Comme pour les femmes et les personnes racisé.e.s, nos luttes sont perçues comme un combat de second plan

Ayant quasi exclusivement vécu en dehors de Paris je ne peux que comparer ce que je vois quand je m’y rends avec ce que je vis à Caen, qui n’est pas un territoire plus représentatif que Paris de ce qu’il se passe partout en France. Sans pour autant dire que tout va bien en région parisienne, l’existence de lieux pour se retrouver diminue vraiment le sentiment de solitude. Là où j’ai le sentiment de pouvoir disparaître dans la foule à Paris, j’ai l’impression de m’exposer, d’être vulnérable et stigmatisé sur Caen. À chaque fois que je me rends sur Paris, je prends conscience de m’être habitué à avoir peur et honte d’occuper l’espace public. J’ai toujours ce fort sentiment de ne pas y être à ma place.

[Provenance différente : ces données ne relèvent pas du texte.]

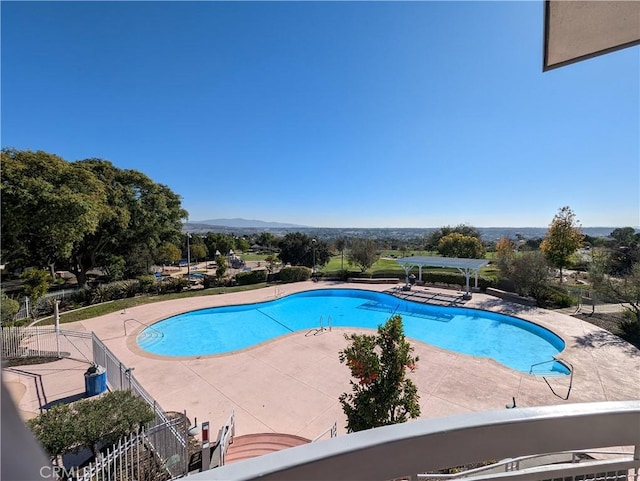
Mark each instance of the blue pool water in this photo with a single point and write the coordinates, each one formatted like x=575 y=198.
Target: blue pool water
x=516 y=343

En gros, j’ai l’impression qu’on me dit « C’est pas un problème que tu sois queer en province, tant que ça ne se voit pas !  ». De plus, ma ville a été un bastion de La Manif pour tous, ce qui a créé pour nous, un climat de méfiance par rapport au reste de la société. Mais il n’y a pas que les mouvements réactionnaires, affiliés ou proches de la droite parlementaire qui nous renvoient cette impression pesante. Il y a celles et ceux qu’on dérange en silence et qui se joignent aux réacs’ quand on est trop visibles ou qu’on demande à être pris.e.s en compte dans les débats. Comme pour les femmes et les personnes racisé.e.s, nos luttes sont perçues comme un combat de second plan, dont on s’occupe après, et ça, quand on est tout bonnement pas considéré.e.s comme une diversion des « vrais combats ».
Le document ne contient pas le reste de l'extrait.